“Tau is a microtubule-associated neuronal protein found mainly in axons. However, its presence in dendrites and dendritic spines is particularly relevant due to its involvement in synaptic plasticity and neurodegeneration. Here, [the authors] show that Tau plays a novel in vivo role in the morphological and synaptic maturation of newborn hippocampal granule neurons under basal conditions.” Tau is shown to be involved in the selective cell death of immature granule neurons caused by acute stress. Also, Tau deficiency protects newborn neurons from the stress-induced dendritic atrophy and loss of postsynaptic densities. Tau also regulates the increase in newborn neuron survival triggered by environmental enrichment (EE).

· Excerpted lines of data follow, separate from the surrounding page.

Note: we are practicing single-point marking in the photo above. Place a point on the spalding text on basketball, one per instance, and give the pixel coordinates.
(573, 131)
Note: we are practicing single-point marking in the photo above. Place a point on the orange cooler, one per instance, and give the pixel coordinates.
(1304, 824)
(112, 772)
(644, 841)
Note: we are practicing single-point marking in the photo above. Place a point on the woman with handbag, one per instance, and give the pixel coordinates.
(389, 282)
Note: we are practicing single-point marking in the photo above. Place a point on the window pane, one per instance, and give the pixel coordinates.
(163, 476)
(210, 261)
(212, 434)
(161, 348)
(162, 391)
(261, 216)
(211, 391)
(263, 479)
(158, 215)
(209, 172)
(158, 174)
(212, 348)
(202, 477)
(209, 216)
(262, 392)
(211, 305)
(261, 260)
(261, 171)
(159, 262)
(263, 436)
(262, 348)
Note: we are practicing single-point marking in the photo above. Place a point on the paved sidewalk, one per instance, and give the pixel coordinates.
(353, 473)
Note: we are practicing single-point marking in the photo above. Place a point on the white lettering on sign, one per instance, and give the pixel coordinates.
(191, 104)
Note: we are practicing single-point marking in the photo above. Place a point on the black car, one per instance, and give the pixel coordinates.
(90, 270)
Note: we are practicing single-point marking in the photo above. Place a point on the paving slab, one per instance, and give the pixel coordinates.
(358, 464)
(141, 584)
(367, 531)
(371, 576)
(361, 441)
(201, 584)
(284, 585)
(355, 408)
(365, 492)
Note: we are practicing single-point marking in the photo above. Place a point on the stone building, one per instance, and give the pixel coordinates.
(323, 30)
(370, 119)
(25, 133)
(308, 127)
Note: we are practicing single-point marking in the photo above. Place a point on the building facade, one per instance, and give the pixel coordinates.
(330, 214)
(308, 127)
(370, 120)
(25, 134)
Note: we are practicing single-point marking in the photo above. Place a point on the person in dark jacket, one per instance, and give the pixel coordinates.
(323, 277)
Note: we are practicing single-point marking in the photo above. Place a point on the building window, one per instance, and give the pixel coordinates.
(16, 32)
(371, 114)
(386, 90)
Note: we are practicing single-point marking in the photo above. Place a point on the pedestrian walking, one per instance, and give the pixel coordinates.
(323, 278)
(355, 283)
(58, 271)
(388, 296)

Newborn granule neurons from Tau-/- mice did not show any stimulatory effect of EE on dendritic development or on postsynaptic density generation. In summary, the data demonstrate that Tau-/- mice have impairments in the maturation of newborn granule neurons under basal conditions and that they are insensitive to the modulation of adult hippocampal neurogenesis exerted by both stimulatory and detrimental stimuli.


Pallas-Bazarra N, Jurado-Arjona J, Navarrete M, Esteban JA, Hernández F, Ávila J, Lorens-Martín M:  Novel function of Tau in regulating the effects of external stimuli on adult hippocampal neurogenesis. EMBO J. [May 19, 2016, Epub ahead of print; pii: e201593518].